One of the reasons Everett is unable to keep these upper income earners is that it has a limited number of neighborhoods to serve them. Other bedroom communities popped up to do that. Half of Mill Creek households have bachelor's degrees as a result. The median household income in Arlington is greater than 60% of all Everett households. It appears that many of the high income earners with jobs located in Everett are choosing to reside in other communities in the county or beyond.
The absence of upper income earners and bachelor's degrees is not by itself a problem. Over time, though, it can drag a community down and eventually pull employment out to where people of means, entrepreneurs and their staff choose to reside.
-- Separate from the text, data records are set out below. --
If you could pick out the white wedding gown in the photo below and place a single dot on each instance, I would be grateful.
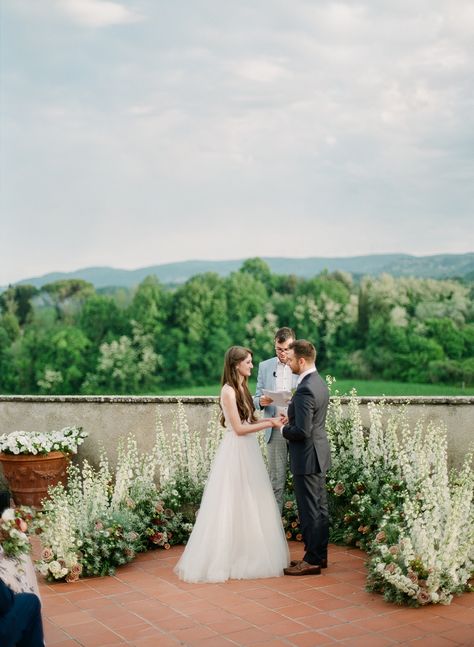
(238, 532)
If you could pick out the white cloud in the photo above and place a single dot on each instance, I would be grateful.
(98, 13)
(350, 120)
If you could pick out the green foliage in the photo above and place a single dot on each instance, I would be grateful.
(67, 338)
(391, 494)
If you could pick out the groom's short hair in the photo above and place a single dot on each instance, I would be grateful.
(304, 348)
(283, 334)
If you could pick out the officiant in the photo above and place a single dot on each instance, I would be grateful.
(275, 375)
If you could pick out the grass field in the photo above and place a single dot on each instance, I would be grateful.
(363, 387)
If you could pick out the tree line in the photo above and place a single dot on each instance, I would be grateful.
(68, 338)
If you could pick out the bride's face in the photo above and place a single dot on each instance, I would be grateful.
(244, 368)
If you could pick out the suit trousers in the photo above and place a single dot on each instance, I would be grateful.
(22, 626)
(277, 454)
(311, 499)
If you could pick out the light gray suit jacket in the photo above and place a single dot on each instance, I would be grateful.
(266, 379)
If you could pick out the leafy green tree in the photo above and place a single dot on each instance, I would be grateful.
(17, 300)
(246, 298)
(67, 296)
(198, 334)
(150, 306)
(100, 319)
(125, 365)
(445, 333)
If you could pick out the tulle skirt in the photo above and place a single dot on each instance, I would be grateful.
(238, 532)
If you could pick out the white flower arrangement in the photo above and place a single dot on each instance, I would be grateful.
(412, 514)
(65, 440)
(14, 540)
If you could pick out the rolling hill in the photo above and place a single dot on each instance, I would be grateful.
(437, 266)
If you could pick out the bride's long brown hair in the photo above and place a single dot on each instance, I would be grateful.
(231, 376)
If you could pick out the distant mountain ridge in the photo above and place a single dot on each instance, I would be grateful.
(438, 266)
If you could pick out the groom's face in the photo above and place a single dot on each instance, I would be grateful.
(293, 362)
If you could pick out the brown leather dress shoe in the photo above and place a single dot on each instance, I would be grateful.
(323, 563)
(303, 568)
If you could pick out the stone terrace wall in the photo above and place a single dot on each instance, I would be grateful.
(106, 418)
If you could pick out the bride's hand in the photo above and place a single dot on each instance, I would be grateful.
(275, 422)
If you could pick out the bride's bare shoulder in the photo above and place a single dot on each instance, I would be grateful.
(227, 392)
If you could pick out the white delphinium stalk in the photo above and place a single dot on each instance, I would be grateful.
(135, 472)
(58, 532)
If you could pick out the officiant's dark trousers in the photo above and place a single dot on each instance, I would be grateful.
(311, 499)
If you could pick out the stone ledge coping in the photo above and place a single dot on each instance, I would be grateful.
(211, 399)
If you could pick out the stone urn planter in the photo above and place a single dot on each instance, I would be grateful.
(33, 461)
(30, 475)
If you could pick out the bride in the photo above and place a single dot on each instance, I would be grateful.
(238, 532)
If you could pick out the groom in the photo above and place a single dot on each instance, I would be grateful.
(310, 456)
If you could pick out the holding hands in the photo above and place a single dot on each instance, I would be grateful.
(265, 400)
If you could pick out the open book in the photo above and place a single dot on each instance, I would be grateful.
(280, 398)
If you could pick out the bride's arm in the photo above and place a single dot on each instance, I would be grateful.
(230, 404)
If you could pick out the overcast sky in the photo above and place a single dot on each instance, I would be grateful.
(140, 132)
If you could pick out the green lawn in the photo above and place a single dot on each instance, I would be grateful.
(363, 387)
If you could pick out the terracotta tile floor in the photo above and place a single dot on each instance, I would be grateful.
(145, 605)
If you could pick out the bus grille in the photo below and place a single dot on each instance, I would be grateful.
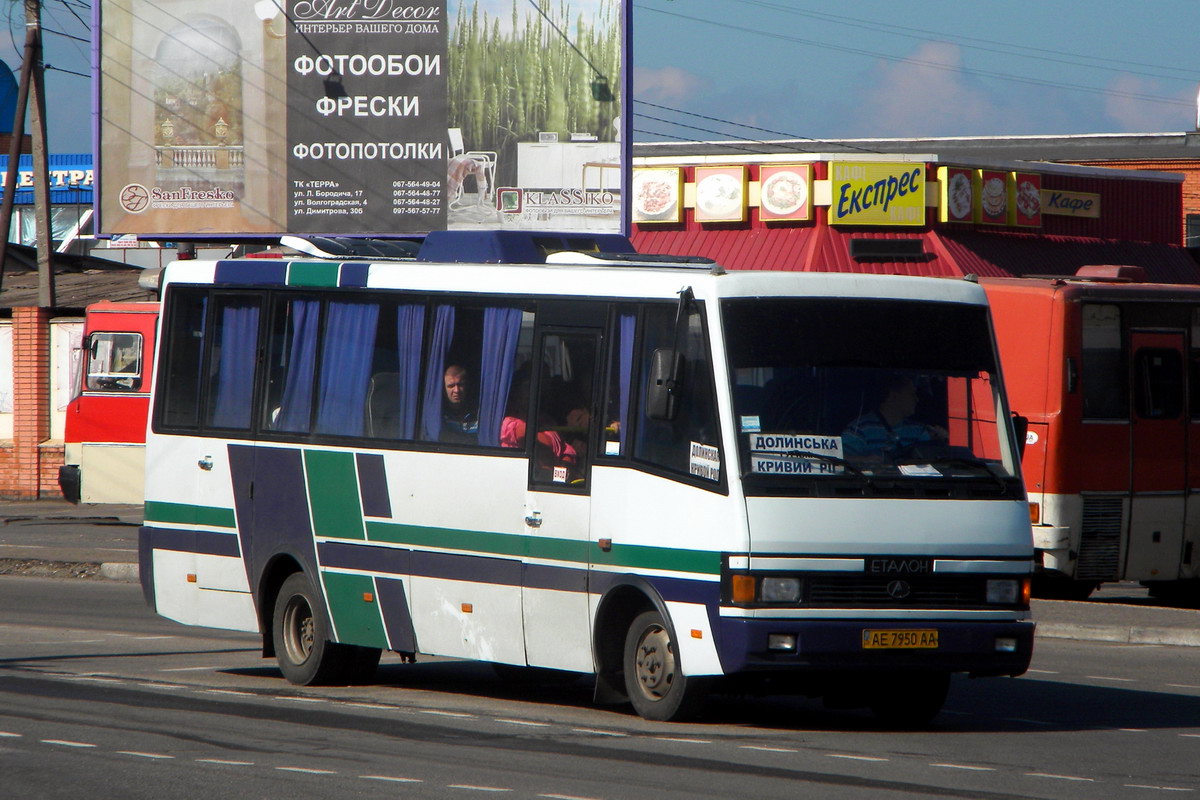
(925, 591)
(1099, 541)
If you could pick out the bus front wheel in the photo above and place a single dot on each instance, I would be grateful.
(654, 679)
(301, 636)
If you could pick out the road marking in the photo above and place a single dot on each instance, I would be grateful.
(1062, 777)
(477, 788)
(1161, 788)
(133, 752)
(769, 750)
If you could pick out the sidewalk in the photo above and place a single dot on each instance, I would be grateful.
(107, 535)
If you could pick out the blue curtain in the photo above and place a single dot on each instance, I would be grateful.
(627, 326)
(439, 344)
(346, 356)
(295, 405)
(234, 383)
(409, 331)
(502, 329)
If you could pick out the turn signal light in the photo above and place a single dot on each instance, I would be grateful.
(743, 589)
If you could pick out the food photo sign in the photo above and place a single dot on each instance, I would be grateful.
(785, 192)
(657, 194)
(721, 193)
(340, 116)
(957, 190)
(1025, 200)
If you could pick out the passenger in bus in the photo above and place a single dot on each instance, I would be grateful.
(460, 419)
(891, 428)
(551, 450)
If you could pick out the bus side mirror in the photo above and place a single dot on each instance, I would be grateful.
(666, 382)
(1021, 427)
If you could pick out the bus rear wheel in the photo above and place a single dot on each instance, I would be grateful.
(654, 679)
(303, 647)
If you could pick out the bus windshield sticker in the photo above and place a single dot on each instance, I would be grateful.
(793, 465)
(919, 470)
(796, 444)
(706, 461)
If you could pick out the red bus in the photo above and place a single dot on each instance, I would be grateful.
(106, 422)
(1108, 372)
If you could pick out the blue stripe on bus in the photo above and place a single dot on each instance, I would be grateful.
(202, 542)
(258, 272)
(373, 485)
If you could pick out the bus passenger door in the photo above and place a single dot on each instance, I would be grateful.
(1158, 467)
(558, 504)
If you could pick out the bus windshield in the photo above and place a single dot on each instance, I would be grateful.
(883, 394)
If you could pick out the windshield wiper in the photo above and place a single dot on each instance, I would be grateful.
(823, 457)
(961, 461)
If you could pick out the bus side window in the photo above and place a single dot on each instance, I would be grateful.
(689, 443)
(621, 377)
(1103, 370)
(114, 362)
(232, 360)
(183, 349)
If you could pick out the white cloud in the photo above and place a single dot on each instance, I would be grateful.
(667, 85)
(927, 95)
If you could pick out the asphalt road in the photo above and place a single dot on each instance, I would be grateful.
(97, 693)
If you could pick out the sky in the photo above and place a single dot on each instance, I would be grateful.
(809, 68)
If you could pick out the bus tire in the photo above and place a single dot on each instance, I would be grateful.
(654, 678)
(911, 701)
(303, 649)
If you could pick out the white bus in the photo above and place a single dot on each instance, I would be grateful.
(669, 477)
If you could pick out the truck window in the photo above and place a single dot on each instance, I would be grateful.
(114, 362)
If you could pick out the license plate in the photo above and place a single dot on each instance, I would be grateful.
(895, 639)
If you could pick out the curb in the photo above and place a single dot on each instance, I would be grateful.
(120, 571)
(1122, 635)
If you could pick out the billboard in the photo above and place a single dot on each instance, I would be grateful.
(360, 116)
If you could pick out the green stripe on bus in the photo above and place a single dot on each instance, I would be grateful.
(312, 274)
(334, 493)
(185, 513)
(354, 607)
(552, 549)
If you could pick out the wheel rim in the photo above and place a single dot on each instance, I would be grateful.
(654, 663)
(298, 630)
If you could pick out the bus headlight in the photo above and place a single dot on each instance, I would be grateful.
(1003, 591)
(779, 590)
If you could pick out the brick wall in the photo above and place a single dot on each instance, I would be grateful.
(28, 464)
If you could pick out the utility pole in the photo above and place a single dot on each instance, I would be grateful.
(41, 163)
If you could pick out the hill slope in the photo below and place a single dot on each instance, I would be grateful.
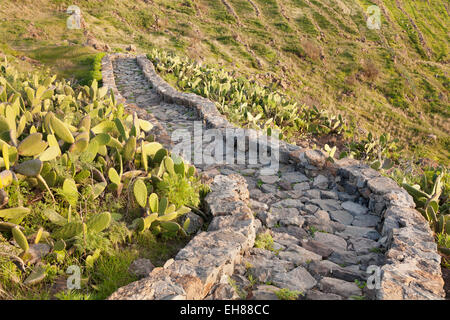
(320, 52)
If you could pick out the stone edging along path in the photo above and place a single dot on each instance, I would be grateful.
(409, 267)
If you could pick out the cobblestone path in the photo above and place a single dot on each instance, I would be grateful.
(315, 235)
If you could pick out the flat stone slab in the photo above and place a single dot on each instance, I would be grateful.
(340, 287)
(297, 280)
(341, 216)
(359, 232)
(294, 177)
(334, 242)
(298, 255)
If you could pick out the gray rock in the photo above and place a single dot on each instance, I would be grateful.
(268, 188)
(265, 269)
(301, 186)
(285, 239)
(298, 279)
(285, 185)
(141, 267)
(264, 292)
(362, 245)
(310, 208)
(339, 287)
(37, 251)
(333, 241)
(289, 203)
(257, 206)
(354, 208)
(284, 217)
(298, 255)
(269, 179)
(294, 231)
(317, 247)
(294, 177)
(223, 291)
(320, 182)
(326, 268)
(318, 295)
(343, 258)
(372, 258)
(327, 204)
(359, 232)
(343, 196)
(341, 216)
(312, 193)
(327, 194)
(322, 215)
(366, 220)
(195, 224)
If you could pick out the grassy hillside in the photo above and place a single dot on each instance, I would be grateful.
(320, 52)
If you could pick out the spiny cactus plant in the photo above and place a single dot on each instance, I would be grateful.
(77, 146)
(431, 200)
(244, 102)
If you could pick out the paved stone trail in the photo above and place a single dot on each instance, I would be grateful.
(324, 236)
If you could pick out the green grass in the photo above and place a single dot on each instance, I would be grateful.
(409, 83)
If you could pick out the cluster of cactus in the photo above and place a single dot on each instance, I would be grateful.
(245, 102)
(159, 213)
(429, 202)
(77, 143)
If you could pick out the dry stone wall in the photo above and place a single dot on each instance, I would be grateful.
(355, 207)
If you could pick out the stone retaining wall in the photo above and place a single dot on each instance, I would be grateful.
(209, 258)
(412, 269)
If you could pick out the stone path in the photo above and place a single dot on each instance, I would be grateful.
(318, 235)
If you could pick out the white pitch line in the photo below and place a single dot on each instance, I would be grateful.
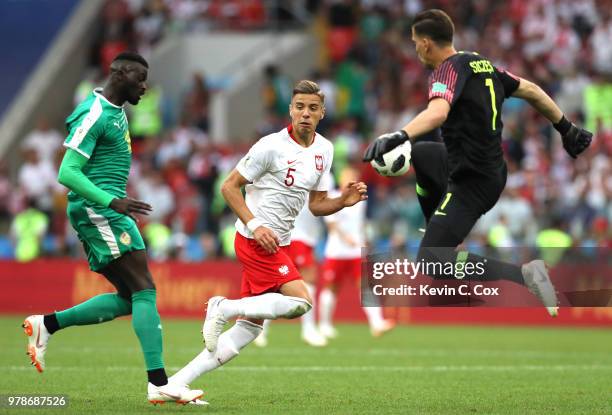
(438, 368)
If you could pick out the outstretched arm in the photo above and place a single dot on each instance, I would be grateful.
(320, 204)
(538, 99)
(575, 140)
(427, 120)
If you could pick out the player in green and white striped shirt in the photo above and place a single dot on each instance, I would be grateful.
(95, 168)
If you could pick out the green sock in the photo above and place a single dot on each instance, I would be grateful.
(147, 325)
(98, 309)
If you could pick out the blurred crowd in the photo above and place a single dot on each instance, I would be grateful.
(373, 84)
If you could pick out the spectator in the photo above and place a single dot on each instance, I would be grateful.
(44, 140)
(37, 179)
(28, 228)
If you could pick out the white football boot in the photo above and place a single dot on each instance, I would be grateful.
(173, 393)
(38, 338)
(261, 340)
(538, 282)
(380, 329)
(213, 323)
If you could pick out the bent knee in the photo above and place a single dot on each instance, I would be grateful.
(300, 307)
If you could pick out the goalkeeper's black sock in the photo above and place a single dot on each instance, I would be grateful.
(157, 377)
(51, 323)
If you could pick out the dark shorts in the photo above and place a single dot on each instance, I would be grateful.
(466, 200)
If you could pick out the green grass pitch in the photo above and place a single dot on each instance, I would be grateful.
(412, 370)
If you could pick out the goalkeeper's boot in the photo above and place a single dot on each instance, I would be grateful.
(213, 323)
(538, 282)
(173, 393)
(38, 338)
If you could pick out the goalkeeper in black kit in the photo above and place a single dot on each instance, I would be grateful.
(461, 179)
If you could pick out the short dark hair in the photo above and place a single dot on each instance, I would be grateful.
(435, 24)
(131, 56)
(308, 87)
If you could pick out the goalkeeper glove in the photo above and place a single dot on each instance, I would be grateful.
(384, 144)
(575, 140)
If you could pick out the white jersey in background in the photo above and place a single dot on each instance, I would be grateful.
(282, 173)
(351, 222)
(307, 227)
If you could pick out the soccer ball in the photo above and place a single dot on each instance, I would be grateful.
(394, 163)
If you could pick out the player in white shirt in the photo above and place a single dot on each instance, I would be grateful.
(304, 237)
(280, 172)
(345, 239)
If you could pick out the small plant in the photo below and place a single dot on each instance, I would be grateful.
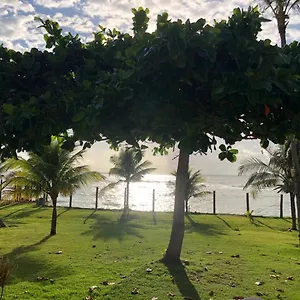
(249, 215)
(5, 271)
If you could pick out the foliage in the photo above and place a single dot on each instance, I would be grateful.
(276, 173)
(220, 79)
(128, 249)
(54, 171)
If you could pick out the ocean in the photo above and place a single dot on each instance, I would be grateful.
(230, 196)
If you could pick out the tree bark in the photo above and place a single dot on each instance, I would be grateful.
(186, 207)
(2, 224)
(297, 180)
(173, 252)
(293, 211)
(54, 216)
(126, 208)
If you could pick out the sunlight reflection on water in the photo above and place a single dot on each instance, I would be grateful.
(230, 196)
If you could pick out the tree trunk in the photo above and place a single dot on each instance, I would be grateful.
(293, 211)
(186, 207)
(2, 224)
(54, 216)
(297, 180)
(127, 196)
(174, 249)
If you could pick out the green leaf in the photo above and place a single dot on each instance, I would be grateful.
(222, 148)
(222, 155)
(264, 143)
(86, 84)
(234, 151)
(78, 117)
(8, 108)
(119, 54)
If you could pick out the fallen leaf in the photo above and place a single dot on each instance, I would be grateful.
(92, 288)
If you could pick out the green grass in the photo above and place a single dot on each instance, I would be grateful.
(98, 248)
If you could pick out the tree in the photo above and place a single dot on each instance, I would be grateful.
(186, 83)
(275, 174)
(54, 171)
(281, 10)
(194, 187)
(129, 166)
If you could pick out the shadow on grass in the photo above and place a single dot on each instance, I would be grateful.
(23, 213)
(28, 268)
(63, 212)
(89, 216)
(259, 223)
(225, 222)
(181, 279)
(207, 229)
(106, 229)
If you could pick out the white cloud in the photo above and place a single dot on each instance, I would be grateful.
(56, 3)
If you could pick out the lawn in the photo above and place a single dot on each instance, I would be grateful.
(224, 256)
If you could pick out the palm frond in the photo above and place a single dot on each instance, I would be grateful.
(111, 185)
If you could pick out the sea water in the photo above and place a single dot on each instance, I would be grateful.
(230, 196)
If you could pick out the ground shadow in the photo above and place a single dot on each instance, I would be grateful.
(23, 213)
(89, 216)
(63, 212)
(180, 278)
(225, 222)
(259, 223)
(28, 268)
(201, 228)
(106, 229)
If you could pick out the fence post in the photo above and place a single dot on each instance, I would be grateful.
(97, 192)
(214, 202)
(70, 201)
(153, 207)
(153, 201)
(281, 206)
(125, 193)
(247, 202)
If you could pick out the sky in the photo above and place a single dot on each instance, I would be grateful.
(19, 31)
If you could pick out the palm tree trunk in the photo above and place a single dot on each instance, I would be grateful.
(127, 196)
(174, 249)
(293, 211)
(54, 216)
(281, 22)
(297, 180)
(2, 224)
(186, 207)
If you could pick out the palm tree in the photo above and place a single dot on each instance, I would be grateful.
(281, 11)
(54, 171)
(128, 166)
(194, 186)
(276, 174)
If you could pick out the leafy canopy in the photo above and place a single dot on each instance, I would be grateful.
(187, 82)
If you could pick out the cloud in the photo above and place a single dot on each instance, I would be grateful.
(57, 3)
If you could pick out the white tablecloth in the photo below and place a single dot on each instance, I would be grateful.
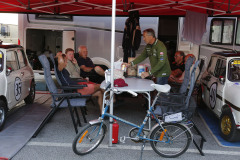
(134, 84)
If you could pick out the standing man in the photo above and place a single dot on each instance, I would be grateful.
(157, 53)
(88, 69)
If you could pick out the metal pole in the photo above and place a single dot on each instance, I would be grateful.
(112, 60)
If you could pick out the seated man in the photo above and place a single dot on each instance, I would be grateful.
(88, 69)
(177, 66)
(69, 69)
(181, 78)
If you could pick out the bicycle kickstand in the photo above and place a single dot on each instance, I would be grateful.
(143, 145)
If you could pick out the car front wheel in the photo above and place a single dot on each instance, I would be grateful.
(228, 128)
(3, 111)
(30, 98)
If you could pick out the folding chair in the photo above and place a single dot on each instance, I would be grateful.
(61, 99)
(171, 103)
(56, 71)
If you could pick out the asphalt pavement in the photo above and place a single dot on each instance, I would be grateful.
(54, 142)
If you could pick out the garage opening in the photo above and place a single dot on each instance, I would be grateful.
(39, 41)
The flight of upper-income families from Seattle to east King County is part of the reason for the employment growth in Bellevue over the past decade, to cite an example. There's a reason Mill Creek can support its own Town Center while Everett's own downtown struggles, to cite another.
Like east King County, though, Everett has a few advantages it can leverage if it wants to put some work to this issue. First among them is its schools. The Everett School District is one of the strongest in the state with teachers earning near the top of the salary scale. Its largest private high school, Archbishop Murphy High School, ranks among the strongest in the state in college placement rate, scholarship offers, and student success both inside and outside the classroom. Other underutilized assets in the area could be leveraged to attract more business and corresponding income earners. More convenient commercial air travel in and out of Paine Field might give more people a reason to locate in Everett. That could be in Everett's future soon. The opportunities that present themselves with the waterfront development in the former Kimberly Clark Mill could attract unique light industrial, manufacturing and other businesses to the area.
But these alone are not enough. Turning household income around is not an easy task in mature communities like Everett and must include an affirmative set of actions to make it happen. Zoning protections around its quality single-family neighborhoods, a commitment to meaningful revitalization of its downtown and an appealing way for locals to access the waterfront would have to be elements of any sort of plan.
A proactive new vision is what's missing. Developing a plan to attract and retain the more affluent will follow. Recognizing the virtue of doing so is the first step.